Le Tribunal Administratif de Pau a été saisi par M. A pour contester une saisie-attribution de 1 312,59 euros effectuée par la caisse d'allocations familiales des Pyrénées-Atlantiques sur son compte bancaire. Par une ordonnance du 19 août 2025, le tribunal a rejeté la requête comme portée devant une juridiction incompétente, en application de l'article R. 222-1 du code de justice administrative. Il a rappelé que, conformément aux articles L. 211-1 et R. 211-10 du code des procédures civiles d'exécution, les contestations relatives aux saisies-attributions relèvent de la compétence du juge judiciaire, et non du juge administratif. Les conclusions de M. A tendant à un réexamen d'une procédure de 2021 ont également été rejetées pour défaut de précisions suffisantes.
Le Tribunal Administratif de Pau a rejeté la requête de M. B, qui contestait le refus du préfet de la Loire-Atlantique d’échanger son permis de conduire gabonais contre un permis français. Le tribunal a constaté que la demande d’échange, présentée le 20 juin 2024, était tardive car intervenue plus d’un an après l’acquisition de sa résidence normale en France, fixée à la date de validité de son titre de séjour (16 novembre 2020). Cette solution est fondée sur les articles R. 222-3 du code de la route et 4 de l’arrêté du 12 janvier 2012, qui imposent un délai d’un an pour l’échange. Les arguments de M. B relatifs à sa situation personnelle ont été jugés inopérants.
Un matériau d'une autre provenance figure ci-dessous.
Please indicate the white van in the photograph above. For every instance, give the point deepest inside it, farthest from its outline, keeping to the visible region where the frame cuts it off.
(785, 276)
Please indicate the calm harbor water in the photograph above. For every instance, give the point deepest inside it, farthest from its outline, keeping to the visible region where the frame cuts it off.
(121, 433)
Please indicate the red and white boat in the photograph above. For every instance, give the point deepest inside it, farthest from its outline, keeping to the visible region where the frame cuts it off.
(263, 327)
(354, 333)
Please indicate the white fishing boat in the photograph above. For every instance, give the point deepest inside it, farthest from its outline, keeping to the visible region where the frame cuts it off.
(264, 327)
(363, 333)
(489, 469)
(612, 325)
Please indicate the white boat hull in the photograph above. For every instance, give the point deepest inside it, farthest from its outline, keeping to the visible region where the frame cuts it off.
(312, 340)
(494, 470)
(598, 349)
Le Tribunal Administratif de Pau, statuant en référé, a ordonné une expertise d’un immeuble situé à Orist, présentant un danger grave et immédiat pour la sécurité publique en raison de fissures importantes menaçant de s’effondrer sur une propriété mitoyenne. Saisi par le maire sur le fondement de l’article L. 511-9 du code de la construction et de l’habitation, le juge a désigné un expert pour constater les désordres, évaluer le péril et proposer des mesures provisoires. La décision retient que les conditions légales sont remplies, l’immeuble présentant un risque pour les tiers et les occupants.
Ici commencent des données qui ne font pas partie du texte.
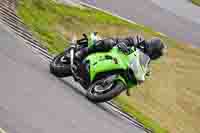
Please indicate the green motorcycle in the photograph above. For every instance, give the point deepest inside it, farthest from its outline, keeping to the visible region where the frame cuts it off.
(104, 74)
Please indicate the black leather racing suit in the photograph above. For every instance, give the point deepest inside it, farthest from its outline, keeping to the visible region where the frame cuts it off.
(107, 44)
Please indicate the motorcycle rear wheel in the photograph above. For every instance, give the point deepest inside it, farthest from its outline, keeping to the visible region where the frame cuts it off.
(99, 92)
(59, 68)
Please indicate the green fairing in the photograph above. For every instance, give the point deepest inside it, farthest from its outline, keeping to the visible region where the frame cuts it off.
(108, 61)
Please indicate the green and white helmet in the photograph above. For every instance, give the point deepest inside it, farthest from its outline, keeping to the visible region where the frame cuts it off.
(93, 38)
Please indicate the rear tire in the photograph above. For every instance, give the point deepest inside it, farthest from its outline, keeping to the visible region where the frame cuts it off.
(116, 88)
(60, 69)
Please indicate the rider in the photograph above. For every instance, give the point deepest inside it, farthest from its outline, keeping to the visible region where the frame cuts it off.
(150, 49)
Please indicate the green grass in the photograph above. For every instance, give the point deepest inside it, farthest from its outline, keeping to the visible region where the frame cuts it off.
(196, 2)
(170, 97)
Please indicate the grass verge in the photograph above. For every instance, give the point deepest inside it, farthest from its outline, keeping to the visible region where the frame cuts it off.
(196, 2)
(170, 97)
Cette ordonnance du Tribunal Administratif de Pau rejette la requête de Mme B A contestant le refus de la MSA Midi-Pyrénées Sud de lui accorder une remise gracieuse d’un indu de revenu de solidarité active de 1 653,08 euros. Le juge rappelle que, dans le cadre d’un recours de plein contentieux, il lui appartient d’examiner si la situation de précarité et la bonne foi du débiteur justifient une remise totale ou partielle de la dette. Constatant que la requérante n’a fourni aucun justificatif de ses charges et revenus malgré une demande de régularisation, le tribunal estime que sa requête ne comporte pas de moyens assortis de précisions suffisantes pour en apprécier le bien-fondé. En application des articles R. 222-1 (7°) et R. 772-6 du code de justice administrative, la requête est rejetée comme irrecevable.
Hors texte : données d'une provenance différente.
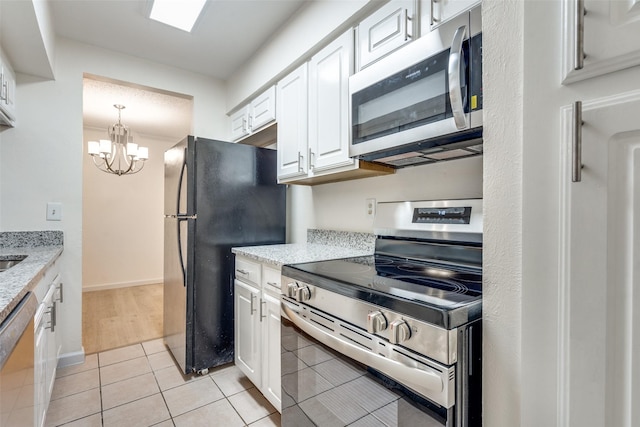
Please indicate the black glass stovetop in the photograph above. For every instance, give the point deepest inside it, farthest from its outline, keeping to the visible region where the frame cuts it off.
(395, 282)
Le Tribunal administratif de Pau a rejeté la requête de M. A comme manifestement irrecevable. M. A contestait une contrainte de la caisse d'allocations familiales des Hautes-Pyrénées pour un indu d'allocation logement sociale de 88 euros. La contrainte, notifiée le 19 janvier 2024, mentionnait le délai de recours de quinze jours prévu par l'article R. 133-3 du code de la sécurité sociale. La requête, enregistrée le 24 avril 2024, étant tardive, le tribunal a fait application de l'article R. 222-1 du code de justice administrative pour la rejeter.